I have not had any real issues with my mill, but I did go through and checked the electrical connections in the control box, junction boxes and the pecker head on the motor. I found some connections that I got 1/2 to 3/4 of a turn out of. 

I would recommend that you do this it can prevent premature failure of your electrical components, definitely do the pecker head on the motor I found several loose connections in there. Make sure you unplug your mill before doing this.

When I changed my gear oil I flushed the head with mineral spirits, I filled it up with mineral spirits rotated the quill by hand through all the gear settings then drain it out and blew it out with compressed air and then filled it with the new gear oil. I used 75W/90 from Advanced Auto Parts. I got quite a bit of crap out of there I'll probably do the same each year when I change gear oil.

Matt was great to work with and I would definitely buy from him again. Your right the internet is a great resource. That's where I've got most of my machining info since getting my mill.


----------



## RockwellHardness (Nov 23, 2013)

Plas62 said:


> I have not had any real issues with my mill, but I did go through and checked the electrical connections in the control box, junction boxes and the pecker head on the motor. I found some connections that I got 1/2 to 3/4 of a turn out of.
> 
> I would recommend that you do this it can prevent premature failure of your electrical components, definitely do the pecker head on the motor I found several loose connections in there.
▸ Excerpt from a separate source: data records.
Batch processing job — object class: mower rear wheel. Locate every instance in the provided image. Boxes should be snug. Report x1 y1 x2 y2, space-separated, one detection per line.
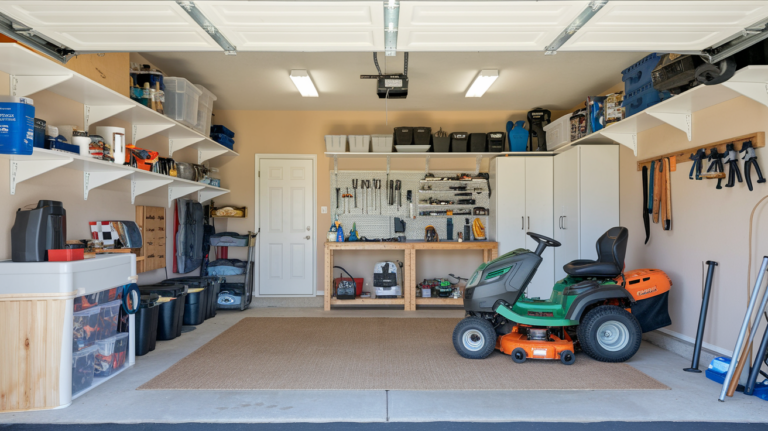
510 347 528 364
453 317 496 359
578 305 643 362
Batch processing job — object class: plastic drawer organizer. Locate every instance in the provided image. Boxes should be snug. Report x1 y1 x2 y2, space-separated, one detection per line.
0 254 136 412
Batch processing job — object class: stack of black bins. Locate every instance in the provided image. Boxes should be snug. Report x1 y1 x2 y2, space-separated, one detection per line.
139 283 187 341
160 276 223 325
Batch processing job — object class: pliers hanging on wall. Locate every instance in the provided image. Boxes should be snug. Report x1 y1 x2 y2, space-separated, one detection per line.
707 148 725 190
688 148 707 180
739 141 765 192
723 144 743 187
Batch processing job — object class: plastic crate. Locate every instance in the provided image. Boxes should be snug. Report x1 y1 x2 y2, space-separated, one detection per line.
620 53 661 95
371 135 394 153
194 85 218 136
325 135 347 153
165 78 203 127
349 135 371 153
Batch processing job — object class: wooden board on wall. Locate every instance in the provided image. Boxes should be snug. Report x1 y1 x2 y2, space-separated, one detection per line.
136 205 166 273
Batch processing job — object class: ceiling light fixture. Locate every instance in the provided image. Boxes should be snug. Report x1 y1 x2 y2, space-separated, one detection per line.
291 70 318 97
465 70 499 97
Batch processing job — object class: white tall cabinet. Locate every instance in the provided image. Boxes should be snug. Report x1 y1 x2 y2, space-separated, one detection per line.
489 156 555 299
554 145 619 280
489 145 619 299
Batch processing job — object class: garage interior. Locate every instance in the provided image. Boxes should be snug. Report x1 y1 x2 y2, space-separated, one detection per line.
0 0 768 424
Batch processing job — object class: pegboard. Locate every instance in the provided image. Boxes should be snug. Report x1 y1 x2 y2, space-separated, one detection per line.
330 171 490 241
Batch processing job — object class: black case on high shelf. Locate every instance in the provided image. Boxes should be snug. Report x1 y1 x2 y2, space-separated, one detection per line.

Make sure you unplug your mill before doing this.
> 
> ...




Hi Plas62,  

I do not have the mill in front of me,  what is the pecker head on the motor?   I did indeed go though and tighten anything I could  see, and there was some things that needed attention.   

I too have been  thinking of flushing, though using  kerosene,  but mineral spirits sounds like a better idea,   should not hurt the seals I would think.  And from my experience with paint thinner,  if left in the pail long enough,  if separates out and the  it can be used again. 

RH


----------



## Rbeckett (Nov 23, 2013)

Generally  speaking Matt does a darn good job insuring the QC inspections on his machinery is valid and that all the nuts and bolts are properly tightened.  Fit and finish on the PM machinery is and has been pretty darn good and remarkably issue free.  Ray or Matt can help you with your initial tramming and can answer any technical questions you may have too.  Congrats on the new machines and don't forget to show us all some pics of the first project when you get started with it!!! I know in the long run you both will be very happy with these machines and their capabilities.  I know when I was considering a new machine it was a case of selecting the PM I could afford and have the specific capabilities I was searching for.  Those machines are available with so many different levels of options that I was all bogged down trying to decide which options I had to have and which ones were negotiable.  For the money I found very few of the options were negotiable since the enhanced machines were not signifigantly more expensive than the base models when you compared adding the same features to a Grizz, or South Bend.   

Bob  

Bob


----------



## Plas62 (Nov 23, 2013)

The pecker head on the motor is slang for the electrical connection box mounted to the motor. I've heard them called that for long I didn't think about using the correct term.


----------